New legislation that goes into effect in Virginia Tuesday will help speed up settlement of house sales.

Known as the "wet settlement act," the law is designed to prevent surprises for purchasers and sellers, said real estate broker Donald Childress. Childress, a former president of the Northern Virginia Board of Realtors, had supported the bill, introduced by Sen. Wiley F. Mitchell Jr. (R) of Alexandria.

Childress described the law as consumer-oriented because it assures that "there will be money from buyer and lender on the table at settlement" and that sellers will get their money within 48 hours after settlement attorneys record the transactions. Also, the buyers will get keys to their property and assurance of a legally supportable title.

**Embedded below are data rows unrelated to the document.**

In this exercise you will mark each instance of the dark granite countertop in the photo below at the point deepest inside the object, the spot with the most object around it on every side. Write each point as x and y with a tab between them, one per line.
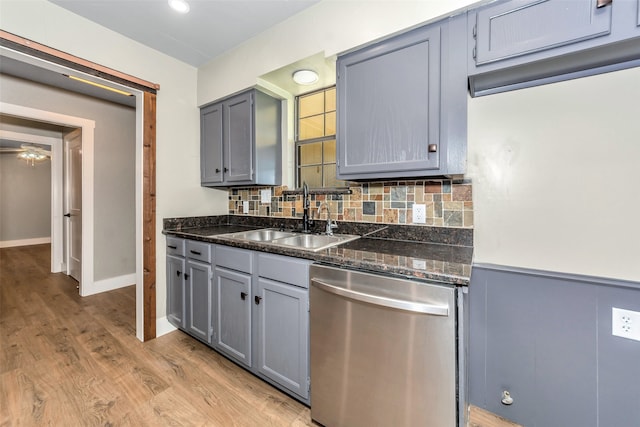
425	253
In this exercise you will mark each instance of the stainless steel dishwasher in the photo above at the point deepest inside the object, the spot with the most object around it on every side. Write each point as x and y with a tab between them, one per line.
383	350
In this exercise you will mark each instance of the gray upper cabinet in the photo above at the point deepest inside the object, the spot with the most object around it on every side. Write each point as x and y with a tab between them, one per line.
211	145
241	141
402	105
511	29
524	43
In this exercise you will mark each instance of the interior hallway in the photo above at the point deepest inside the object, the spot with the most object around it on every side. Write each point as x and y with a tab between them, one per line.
71	361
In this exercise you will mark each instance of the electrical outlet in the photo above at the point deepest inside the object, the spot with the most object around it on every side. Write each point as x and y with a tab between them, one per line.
265	196
419	214
625	323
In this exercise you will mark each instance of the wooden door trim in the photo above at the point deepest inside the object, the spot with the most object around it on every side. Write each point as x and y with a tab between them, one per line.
59	57
40	51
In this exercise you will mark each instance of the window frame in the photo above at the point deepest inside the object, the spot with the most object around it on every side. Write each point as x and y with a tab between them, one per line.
322	139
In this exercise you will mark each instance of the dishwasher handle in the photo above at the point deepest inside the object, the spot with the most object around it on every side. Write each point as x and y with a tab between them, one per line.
416	307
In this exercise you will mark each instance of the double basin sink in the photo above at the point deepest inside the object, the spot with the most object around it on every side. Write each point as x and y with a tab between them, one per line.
309	242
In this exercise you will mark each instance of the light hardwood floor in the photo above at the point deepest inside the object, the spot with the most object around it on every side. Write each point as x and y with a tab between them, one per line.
71	361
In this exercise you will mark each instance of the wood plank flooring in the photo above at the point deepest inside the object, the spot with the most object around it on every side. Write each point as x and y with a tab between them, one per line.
72	361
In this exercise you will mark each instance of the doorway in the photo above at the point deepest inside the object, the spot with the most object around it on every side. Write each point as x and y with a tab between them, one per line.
85	276
44	57
73	203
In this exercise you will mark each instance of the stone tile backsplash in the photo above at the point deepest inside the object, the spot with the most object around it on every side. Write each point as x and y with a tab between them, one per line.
448	202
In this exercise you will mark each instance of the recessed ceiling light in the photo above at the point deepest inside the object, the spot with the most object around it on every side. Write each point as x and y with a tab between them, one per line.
179	5
305	77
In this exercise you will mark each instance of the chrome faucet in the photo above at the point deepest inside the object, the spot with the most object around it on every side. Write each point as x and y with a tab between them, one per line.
328	229
306	222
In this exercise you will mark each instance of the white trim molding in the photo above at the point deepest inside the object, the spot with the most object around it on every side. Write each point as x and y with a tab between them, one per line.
112	283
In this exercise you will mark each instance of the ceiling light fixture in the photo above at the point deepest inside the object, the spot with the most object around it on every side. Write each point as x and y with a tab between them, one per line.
305	77
179	6
32	155
101	86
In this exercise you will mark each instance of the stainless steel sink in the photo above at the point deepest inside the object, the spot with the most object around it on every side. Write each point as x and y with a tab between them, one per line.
308	242
263	235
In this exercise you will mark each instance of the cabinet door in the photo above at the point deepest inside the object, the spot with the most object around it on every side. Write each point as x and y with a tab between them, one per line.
389	107
175	290
211	167
515	28
238	139
283	335
197	298
232	323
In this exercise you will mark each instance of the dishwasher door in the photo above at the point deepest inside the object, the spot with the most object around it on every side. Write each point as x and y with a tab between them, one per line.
383	350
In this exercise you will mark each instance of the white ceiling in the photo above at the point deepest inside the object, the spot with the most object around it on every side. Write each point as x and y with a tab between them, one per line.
211	28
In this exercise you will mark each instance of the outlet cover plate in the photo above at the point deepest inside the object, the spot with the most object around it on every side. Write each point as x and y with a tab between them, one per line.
419	213
625	323
265	196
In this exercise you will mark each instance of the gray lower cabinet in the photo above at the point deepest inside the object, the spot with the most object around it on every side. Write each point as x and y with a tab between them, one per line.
232	323
198	283
282	313
241	140
175	281
402	105
523	43
253	307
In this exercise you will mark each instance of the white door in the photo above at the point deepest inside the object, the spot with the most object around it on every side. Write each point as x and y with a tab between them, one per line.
73	202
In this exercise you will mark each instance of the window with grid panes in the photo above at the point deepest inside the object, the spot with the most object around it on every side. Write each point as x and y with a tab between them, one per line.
316	139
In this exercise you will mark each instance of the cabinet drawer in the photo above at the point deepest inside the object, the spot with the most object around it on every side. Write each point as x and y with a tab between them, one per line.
175	246
284	269
235	259
199	250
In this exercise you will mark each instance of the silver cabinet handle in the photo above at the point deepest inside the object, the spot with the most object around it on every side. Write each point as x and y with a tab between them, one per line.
416	307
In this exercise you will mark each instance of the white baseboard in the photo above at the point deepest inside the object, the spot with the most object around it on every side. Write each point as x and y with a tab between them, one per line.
163	326
25	242
110	284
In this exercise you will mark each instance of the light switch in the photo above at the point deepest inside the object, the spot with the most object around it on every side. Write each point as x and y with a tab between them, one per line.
419	214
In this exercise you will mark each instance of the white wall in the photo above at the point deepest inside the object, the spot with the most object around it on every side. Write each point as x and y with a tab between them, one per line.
177	134
25	202
330	26
114	167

A "wet" settlement simply means "money on the table," in contrast to what often formerly were "dry" settlements where no money actually changed hands. "There was often a delay of seven to 10 days while the attorneys reviewed papers, got the funds, disbursed them and recorded the deed," Childress said.

He added that sellers often had to continue paying interest on their mortgage loans for additional days after the "dry" closings.

The new Virginia law also requires lenders to disburse funds to the settlement agent at or before the closing of the old loan. The former lender will not be entitled to receive or charge any interest on the loan until disbursement of loan funds and closing of the new loan.

The settlement agent must record the deed, any mortgage or deed of trust and other documents and disburse settlement proceeds (including those to lenders with a collectible note and commissions to real estate brokers) within two business days of the actual settlement procedure.

People who lose money when their money is not disbursed on time can recover -- in addition to actual damages -- double the amount of any interest collected in violation, plus reasonable attorney fees incurred in the collection.

Similar legislation is in effect in Maryland.